7 kids stranded in the middle of seacaucus, not knowing how we're going to get home, and yeah...
it doesn't really help that i'm the president either, hahaha
so anyway, i go to the check-in desk and i ask them if they know how much a cab will be to the lightrail, at least, for the 7 of us and they say 20$, so i inquire more to get us to rob's house, and the guy works out a deal for 45$.
i'm very very thankful i have a nice voice and i'm kind of cute.
yes, yes i am.
so in about 20 minutes of lounging around and talking about how we're going to kill travis, the cab comes, and we all load in and within a half hour we are at robs house.
this sounds extremely boring and bad, because well, its a blog, but really, it wasn't as bad as it was.
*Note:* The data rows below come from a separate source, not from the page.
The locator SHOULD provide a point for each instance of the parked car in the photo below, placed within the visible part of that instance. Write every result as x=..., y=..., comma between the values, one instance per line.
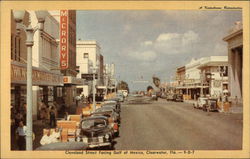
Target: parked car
x=62, y=146
x=116, y=104
x=96, y=132
x=163, y=96
x=112, y=111
x=202, y=101
x=170, y=97
x=178, y=97
x=154, y=96
x=112, y=118
x=211, y=105
x=120, y=97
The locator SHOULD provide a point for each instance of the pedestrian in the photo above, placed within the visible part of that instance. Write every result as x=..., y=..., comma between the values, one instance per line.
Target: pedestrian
x=56, y=135
x=18, y=118
x=52, y=116
x=21, y=134
x=66, y=116
x=46, y=139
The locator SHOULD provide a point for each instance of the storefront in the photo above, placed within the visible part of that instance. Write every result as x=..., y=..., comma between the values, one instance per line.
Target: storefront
x=44, y=86
x=70, y=92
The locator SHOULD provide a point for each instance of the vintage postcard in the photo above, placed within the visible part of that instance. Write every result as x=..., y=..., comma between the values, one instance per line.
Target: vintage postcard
x=125, y=79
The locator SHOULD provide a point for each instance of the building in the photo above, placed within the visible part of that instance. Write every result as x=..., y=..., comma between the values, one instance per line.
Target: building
x=235, y=61
x=89, y=56
x=192, y=82
x=207, y=76
x=214, y=74
x=110, y=80
x=180, y=78
x=45, y=59
x=67, y=42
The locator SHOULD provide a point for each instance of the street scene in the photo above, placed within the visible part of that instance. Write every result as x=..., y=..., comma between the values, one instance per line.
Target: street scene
x=167, y=125
x=126, y=80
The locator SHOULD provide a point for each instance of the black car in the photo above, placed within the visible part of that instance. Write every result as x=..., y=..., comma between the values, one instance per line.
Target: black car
x=98, y=98
x=211, y=105
x=62, y=146
x=178, y=98
x=116, y=106
x=96, y=132
x=113, y=119
x=109, y=110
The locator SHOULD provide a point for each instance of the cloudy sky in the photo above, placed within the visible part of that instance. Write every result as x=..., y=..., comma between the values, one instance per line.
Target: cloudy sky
x=147, y=43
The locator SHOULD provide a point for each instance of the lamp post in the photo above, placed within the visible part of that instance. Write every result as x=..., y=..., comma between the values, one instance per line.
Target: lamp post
x=94, y=69
x=30, y=31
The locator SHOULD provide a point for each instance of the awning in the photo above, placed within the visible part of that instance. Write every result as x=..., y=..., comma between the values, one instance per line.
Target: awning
x=40, y=77
x=101, y=87
x=73, y=80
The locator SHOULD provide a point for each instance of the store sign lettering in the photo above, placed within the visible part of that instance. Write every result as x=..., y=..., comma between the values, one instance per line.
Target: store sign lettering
x=64, y=39
x=18, y=75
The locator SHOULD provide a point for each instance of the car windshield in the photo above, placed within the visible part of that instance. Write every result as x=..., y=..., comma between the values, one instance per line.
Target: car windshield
x=104, y=109
x=93, y=123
in fact, it was really interesting and pretty exciting, haha
we get to robs house and we eat ice cream and attempt to play i have never but instead people sit around and indirectly insult each other and express blank feelings
and in those moments i realized i loved the whole night and wished i could do it again and would never trade it for anything.
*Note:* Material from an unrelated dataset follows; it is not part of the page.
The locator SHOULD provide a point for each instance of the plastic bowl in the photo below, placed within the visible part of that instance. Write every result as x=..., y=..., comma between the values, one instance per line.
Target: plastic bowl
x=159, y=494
i get home at about 1:30 and my momma doesn't complain, which makes me realize i should've stayed out until later.
I HAD FUN IT WAS FUN
LETS DO IT AGAIN

yesterday i isolated myself from the world with dear rob
met at newport and from there we went to hoboken, to american apparel because he wants a hoodie, and he finds this said hoodie, but he doesn't buy it rah rah rah
after the disappointment of over-pricing, we walk over to 2nd street into coldstone and well, uh, duh, buy some. we head back to the mall and eat, and then go to Kim's, and get this book. its full of other people's love letters, and they're all really detailed and interesting.
if i ever have some spare time where i'm not lazy, i'll scan one, and post it up.
a lot of the made me aw, and some of them hit me hard, because well, this one in particular sounded exactly like what i've been wanting to say all along, in some way, shape, or form.
at 5:45 we watch Shutter.
it was really good, actually. i thought it would be stupid and bad (lol like all other american remake's of japanese movies) but it was actually pretty good, and the story line wasn't bad either.
we end up on the lightrail home and then the bus and i'm home by 9 and i don't remember anything i did.
although, i did call it because i got bombarded with IMs saying where have you been, do you know what happened blahblahhh
but the day was nice, thank you rob!

today i'm sitting at home
i cleaned my room and its still not clean
theres too much stuff and i don't know what to do with it
gio has also managed to stay downstairs and question the hell out of me
i'm also thinking that soon i'll fix my nails since my momma made me get tips and they're annoying the shit out of me
i can't just break them off either, because i don't know what the lady did but they're bonded to my nail...
i'm kind of thinking this has some hidden symbolism, between me and the relationship of someone i adore very much, and how they're bonded to my heart.